From: Marcus Weseloh
Subject: Re: [fluid-dev] Parallelize rendering using openMP
Date: Thu, 19 Apr 2018 23:14:13 +0200

Hi JJC,

2018-04-16 12:31 GMT+02:00 Ceresa Jean-Jacques <address@hidden>:

>At least on my machine and with the setup I use, the effects take up a large proportion of processing time.

Please at the occasion, if the hardware you use is dedicated to a stand alone synthesizer, could you run the profile commands and return the results (with CPU model) ?.

Here are the profiling results for my embedded system. It's an Allwinner A20 based board (Dual-Core Cortex-A7 ARM), 960MHz CPU Frequency, 1 GB memory. Running Linux 4.14.12 with real-time patches. The whole system has been optimised for low latency, not for high polyphony. So normally Fluidsynth runs with buffer size of 64, buffer count of 2 and only on one core. Fluidsynth has been compiled from the dynamic-sample-loading branch with -Denable-floats=1. And gcc options -O3 and -ffast-math.
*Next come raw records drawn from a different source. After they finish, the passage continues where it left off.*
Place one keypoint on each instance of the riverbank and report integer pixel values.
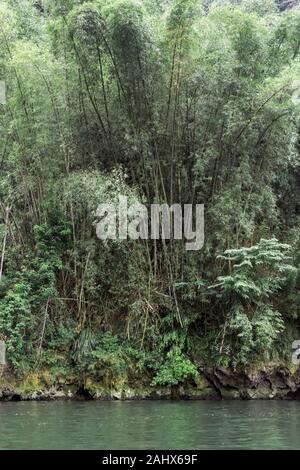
(265, 382)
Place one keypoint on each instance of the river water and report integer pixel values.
(150, 425)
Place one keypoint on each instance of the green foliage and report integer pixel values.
(176, 370)
(248, 294)
(162, 101)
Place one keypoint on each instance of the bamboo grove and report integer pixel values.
(180, 101)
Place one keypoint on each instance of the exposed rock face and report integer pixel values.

With this setup, I get the following:
 
 nVoices| total(%)|voices(%)| reverb(%)|chorus(%)| voice(%)|estimated maxVoices
 -------|---------|---------|----------|---------|---------|-------------------
     100|   80.134|   73.262|     4.941|    1.931|    0.721|              129

If I were to use two cores with buffer size 64 and buffer count 2, it looks like this:

 nVoices| total(%)|voices(%)| reverb(%)|chorus(%)| voice(%)|estimated maxVoices
 -------|---------|---------|----------|---------|---------|-------------------
     100|   46.175|   39.162|     5.131|    1.882|    0.381|              244

And with buffer size 1024, buffer count 2, and two cores, I get this:

 ------------------------------------------------------------------------------
 nVoices| total(%)|voices(%)| reverb(%)|chorus(%)| voice(%)|estimated maxVoices
 -------|---------|---------|----------|---------|---------|-------------------
     100|   36.994|   31.137|     4.290|    1.567|    0.305|              308


So it shows that when it comes to performance optimisation, having good measurements are vital. Reverb and chorus take much less CPU cycles than I thought. Thanks for giving us this great profiling interface, JJC!